Katie Holmes moved to Barbados with her partner Carl to enjoy ‘countless magical moments’
‘When friends asked: ‘Why Barbados?’ we replied that it has sunshine and beaches, so why on earth not?
‘The application process was simple. Then we had a month to pay the fee — 2,000 US dollars (around £1,500) for an individual or 3,000 dollars (around £2,100) for a family.
‘We rented out our London flat, booked flights for £400 each in the BA sale and arrived at the start of November.
‘We’d found our apartment online and signed a 12-month contract. The rent is £1,250 a month including bills, which is similar to our mortgage in the UK.
‘There were countless magical moments before lockdown was announced, including swimming with turtles, drinking sunset cocktails and watching shooting stars.
‘Carl’s joined a five-a-side football team, we’ve become friends with a couple from London who are here with their baby, and a lovely older British couple with a holiday home on the island have shown us around.
‘There have been a few wobbly days while we’ve adapted to life here, especially when we bought a car — I’ve never seen so much paperwork!
‘Finding food we want can be a challenge as most of it’s imported and supplies are inconsistent, and a lot more expensive than at home.
‘The other downside, if you can call it that, is that while we’ll occasionally do Zoom calls with clients on the beach, we mostly have to work indoors as it’s tricky to see our laptop screens in the bright sunlight.
‘Coming to Barbados is one of the best decisions we’ve made. We’re already considering extending our visas.
‘It feels like we’re making the most of life rather than trudging through the pandemic, which is what we were doing in London.’
Our winter clothes are still in the suitcase
William O’Shea, 57, is an IT consultant and lives in Harrogate, North Yorkshire, with his wife Eva, also 57, a housewife, and daughter Dexia, 17, who was due to take her A-levels this year. William says:
‘Our daughter’s doing her A-levels this summer and, in normal times, we’d never have considered an adventure during the most important academic year of her life, but it’s working well.
‘Dexia missed five months of school during the first lockdown, so had become used to remote learning, and her friends are studying at home again now. It’s not that different for her doing the same but from the Caribbean.
Will and Eva O’Shea moved to Barbados with their daughter Dexia
‘She’s using work provided by her old school and, just like her friends, she’s waiting to hear how A-levels will be assessed after exams were cancelled.
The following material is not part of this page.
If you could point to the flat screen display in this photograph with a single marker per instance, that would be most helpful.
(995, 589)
‘Like others, our plan was forged last summer after we saw an advert for the Welcome Stamp visa with seductive photos of beaches and the headline: ‘Come and work in paradise!’
‘The winters in North Yorkshire are harsh and we knew a lockdown then would be tough — and inevitable.
‘After a family discussion we decided it was too good an opportunity to miss, given that I was working from home, and received our visas within a week of applying. We arrived in September.
‘We’re now renting a lovely two-bedroom house 150 ft from the beach, with front and rear patios, a barbecue area and a communal pool, flanked by tropical plants and trees.
‘We spend 80 per cent of our time outdoors and laugh that we packed winter clothes ‘in case it gets cold’ — they’re still in the suitcase as the temperature is around 80f (27c) most days.
‘Working from an office inside the house, my day starts at 5am so I can keep to UK hours and finishes at 1pm, which means we can enjoy the beach in the afternoons.
‘Dexia misses her friends but keeps in touch via video calls and has made new friends here — as we all have.
‘We have tennis and golf lessons, and joined a beach club where we go snorkelling and kayaking.
‘We’ve eaten delicious meals in restaurants by the sea — although I do miss Harrogate fish and chips! — and the sunsets are so spectacular that my friends are tired of the photos I send.
‘Our five-bedroom Victorian home in Harrogate is rented out until September, when we plan to return.
‘Locals are optimistic that the current lockdown will be eased soon and we can’t wait to resume our adventures.’